États-Unis: Le scénario catastrophe qui se joue derrière le plafond de la dette

  • Les États-Unis auront de nouveau absolument besoin d'emprunter le 18 octobre alors que le risque d'une récession et d'une panique des marchés plane
  • Le plafond de la dette est actuellement fixé un peu au-dessus de 28 000 milliards de dollars et le Trésor estime qu'il sera atteint le 18 octobre

WASHINGTON: Les États-Unis ont évité in extremis la paralysie des services fédéraux. Mais dans les psychodrames qui se jouent au Congrès autour des projets de réformes de Joe Biden, la question du relèvement du plafond de la dette devrait être le prochain épisode de sourdes batailles parlementaires. 

Avec le risque d'une récession et d'une panique des marchés à l'horizon du 18 octobre, date à laquelle les États-Unis auront de nouveau absolument besoin d'emprunter. D'un sujet parlementaire technique au spectre d'une crise majeure, voici ce qu'il faut savoir sur le plafond de la dette américaine.

Le «plafond de la dette», qu'est-ce que c'est?

C'est le seuil maximum légal accordé par le Congrès américain au gouvernement en matière d'emprunt.

Le plafond de la dette est actuellement fixé un peu au-dessus de 28.000 milliards de dollars et le Trésor estime qu'il sera atteint le 18 octobre. 

Les législateurs l'ont relevé ou suspendu 78 fois depuis 1960.

L'argent obtenu grâce à ces emprunts sert à payer toutes les factures du gouvernement: des pensions des anciens combattants en passant par les aides sociales et les créances du pays vis-à-vis de l'étranger, dont la Chine et le Japon. 

Quelles mesures le gouvernement devra-t-il prendre si le plafond est atteint?

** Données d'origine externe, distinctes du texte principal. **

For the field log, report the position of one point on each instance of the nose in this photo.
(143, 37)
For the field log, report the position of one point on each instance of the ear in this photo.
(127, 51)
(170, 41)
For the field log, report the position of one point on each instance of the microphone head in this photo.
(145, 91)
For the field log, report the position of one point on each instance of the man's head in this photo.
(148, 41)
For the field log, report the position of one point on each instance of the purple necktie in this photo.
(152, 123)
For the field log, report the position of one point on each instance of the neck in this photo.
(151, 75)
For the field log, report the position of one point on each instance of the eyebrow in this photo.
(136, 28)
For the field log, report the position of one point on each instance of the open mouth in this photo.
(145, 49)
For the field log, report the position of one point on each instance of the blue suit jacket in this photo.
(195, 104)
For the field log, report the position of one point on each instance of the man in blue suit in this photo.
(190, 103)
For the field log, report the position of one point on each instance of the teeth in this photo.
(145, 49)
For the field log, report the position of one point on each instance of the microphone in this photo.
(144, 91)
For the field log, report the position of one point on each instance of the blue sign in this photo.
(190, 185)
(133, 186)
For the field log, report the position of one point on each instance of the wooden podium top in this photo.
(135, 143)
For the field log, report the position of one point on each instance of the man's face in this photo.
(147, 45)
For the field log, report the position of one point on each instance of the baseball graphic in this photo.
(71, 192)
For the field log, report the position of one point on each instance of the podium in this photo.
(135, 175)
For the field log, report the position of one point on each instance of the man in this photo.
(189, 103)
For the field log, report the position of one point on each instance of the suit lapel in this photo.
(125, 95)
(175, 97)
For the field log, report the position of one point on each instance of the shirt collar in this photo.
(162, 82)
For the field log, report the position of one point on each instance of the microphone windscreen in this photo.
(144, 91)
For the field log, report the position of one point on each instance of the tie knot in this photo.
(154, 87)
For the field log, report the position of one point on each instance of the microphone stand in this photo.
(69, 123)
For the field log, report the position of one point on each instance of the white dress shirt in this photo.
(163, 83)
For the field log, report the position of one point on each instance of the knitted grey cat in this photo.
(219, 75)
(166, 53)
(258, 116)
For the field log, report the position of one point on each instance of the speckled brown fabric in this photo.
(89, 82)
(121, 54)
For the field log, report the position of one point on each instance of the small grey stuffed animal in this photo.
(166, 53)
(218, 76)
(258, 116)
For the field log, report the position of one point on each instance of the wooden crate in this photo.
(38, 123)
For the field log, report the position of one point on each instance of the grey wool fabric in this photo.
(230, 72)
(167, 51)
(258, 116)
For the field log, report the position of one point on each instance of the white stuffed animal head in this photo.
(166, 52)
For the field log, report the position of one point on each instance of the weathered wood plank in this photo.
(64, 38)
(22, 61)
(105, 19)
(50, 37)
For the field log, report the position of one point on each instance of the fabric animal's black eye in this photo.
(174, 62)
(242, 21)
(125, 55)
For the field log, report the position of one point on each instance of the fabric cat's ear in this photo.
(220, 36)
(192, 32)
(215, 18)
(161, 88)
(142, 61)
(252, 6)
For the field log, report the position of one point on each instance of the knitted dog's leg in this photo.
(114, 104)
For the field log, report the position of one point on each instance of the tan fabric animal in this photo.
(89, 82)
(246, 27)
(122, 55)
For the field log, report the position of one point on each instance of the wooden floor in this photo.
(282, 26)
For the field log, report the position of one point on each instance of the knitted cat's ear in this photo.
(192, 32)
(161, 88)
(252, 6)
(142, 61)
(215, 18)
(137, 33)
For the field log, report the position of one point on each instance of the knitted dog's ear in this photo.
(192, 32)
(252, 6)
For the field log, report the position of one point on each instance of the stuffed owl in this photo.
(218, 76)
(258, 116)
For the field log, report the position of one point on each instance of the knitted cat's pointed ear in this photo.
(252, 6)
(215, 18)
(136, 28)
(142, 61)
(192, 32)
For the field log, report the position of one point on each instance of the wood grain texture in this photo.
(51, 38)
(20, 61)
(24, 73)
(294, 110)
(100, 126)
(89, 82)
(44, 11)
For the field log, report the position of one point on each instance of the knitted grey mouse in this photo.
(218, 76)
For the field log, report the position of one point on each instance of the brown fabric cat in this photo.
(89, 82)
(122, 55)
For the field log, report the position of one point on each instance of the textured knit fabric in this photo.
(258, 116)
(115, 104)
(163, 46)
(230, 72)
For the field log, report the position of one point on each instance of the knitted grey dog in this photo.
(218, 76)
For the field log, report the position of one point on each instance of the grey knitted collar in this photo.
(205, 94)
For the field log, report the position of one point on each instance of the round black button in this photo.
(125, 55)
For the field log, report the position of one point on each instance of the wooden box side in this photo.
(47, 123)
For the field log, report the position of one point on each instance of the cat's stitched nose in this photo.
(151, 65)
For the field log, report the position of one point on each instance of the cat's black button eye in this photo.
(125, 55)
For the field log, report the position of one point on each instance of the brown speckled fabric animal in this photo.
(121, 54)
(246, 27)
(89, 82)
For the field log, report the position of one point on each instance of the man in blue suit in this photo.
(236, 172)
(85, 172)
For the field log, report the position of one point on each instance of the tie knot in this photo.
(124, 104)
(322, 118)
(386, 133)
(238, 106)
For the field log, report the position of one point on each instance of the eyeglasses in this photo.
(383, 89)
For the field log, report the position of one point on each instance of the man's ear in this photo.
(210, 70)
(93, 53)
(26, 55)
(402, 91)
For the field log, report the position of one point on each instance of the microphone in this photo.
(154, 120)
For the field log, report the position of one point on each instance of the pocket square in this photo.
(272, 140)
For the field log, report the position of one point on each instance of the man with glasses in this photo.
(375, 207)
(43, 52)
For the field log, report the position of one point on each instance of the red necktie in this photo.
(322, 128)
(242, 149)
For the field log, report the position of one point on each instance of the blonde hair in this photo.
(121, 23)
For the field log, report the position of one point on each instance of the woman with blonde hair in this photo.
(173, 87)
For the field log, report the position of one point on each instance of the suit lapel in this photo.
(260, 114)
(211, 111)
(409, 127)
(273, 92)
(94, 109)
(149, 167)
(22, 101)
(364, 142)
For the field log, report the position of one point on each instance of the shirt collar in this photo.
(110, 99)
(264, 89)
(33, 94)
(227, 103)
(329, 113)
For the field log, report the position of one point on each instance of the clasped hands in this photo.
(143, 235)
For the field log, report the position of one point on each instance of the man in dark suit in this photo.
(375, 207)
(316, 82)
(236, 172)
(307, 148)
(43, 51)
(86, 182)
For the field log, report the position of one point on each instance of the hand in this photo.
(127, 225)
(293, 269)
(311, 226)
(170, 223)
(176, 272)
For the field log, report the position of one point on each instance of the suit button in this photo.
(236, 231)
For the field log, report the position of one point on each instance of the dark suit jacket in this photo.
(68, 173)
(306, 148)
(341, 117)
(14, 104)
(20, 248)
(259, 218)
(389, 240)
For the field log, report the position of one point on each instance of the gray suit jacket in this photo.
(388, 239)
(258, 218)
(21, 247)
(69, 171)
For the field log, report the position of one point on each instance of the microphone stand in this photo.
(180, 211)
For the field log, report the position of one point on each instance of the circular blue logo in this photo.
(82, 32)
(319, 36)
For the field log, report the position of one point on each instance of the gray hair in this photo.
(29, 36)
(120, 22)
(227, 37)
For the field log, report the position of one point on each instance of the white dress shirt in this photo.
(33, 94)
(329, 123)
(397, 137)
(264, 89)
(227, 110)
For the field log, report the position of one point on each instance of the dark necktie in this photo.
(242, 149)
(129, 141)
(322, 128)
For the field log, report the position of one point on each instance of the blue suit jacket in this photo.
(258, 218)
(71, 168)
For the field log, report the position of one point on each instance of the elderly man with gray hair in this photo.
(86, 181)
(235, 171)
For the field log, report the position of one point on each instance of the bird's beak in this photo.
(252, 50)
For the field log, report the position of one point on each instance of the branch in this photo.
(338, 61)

"L'arithmétique macroéconomique est assez simple", a expliqué à l'AFP Gregory Daco, chef économiste d'Oxford Economics. "Si le gouvernement ne peut plus émettre de nouvelle dette, il doit équilibrer son budget", explique-t-il. 

En d'autres termes, il doit réduire drastiquement ses dépenses, de l'ordre de 50%, pour que celles-ci n'excèdent pas le montant des revenus qui entrent dans les caisses de l’État. 

Ces réductions représentent "au moins 7% du PIB", soit la taille de l'actuel déficit budgétaire, précise M. Daco.

Quelles conséquences pour l'économie américaine et mondiale ?

Réduire les dépenses à une telle échelle, du jour au lendemain, plongerait l'économie américaine dans une récession puisque la croissance est actuellement de l'ordre de 4% à 5%.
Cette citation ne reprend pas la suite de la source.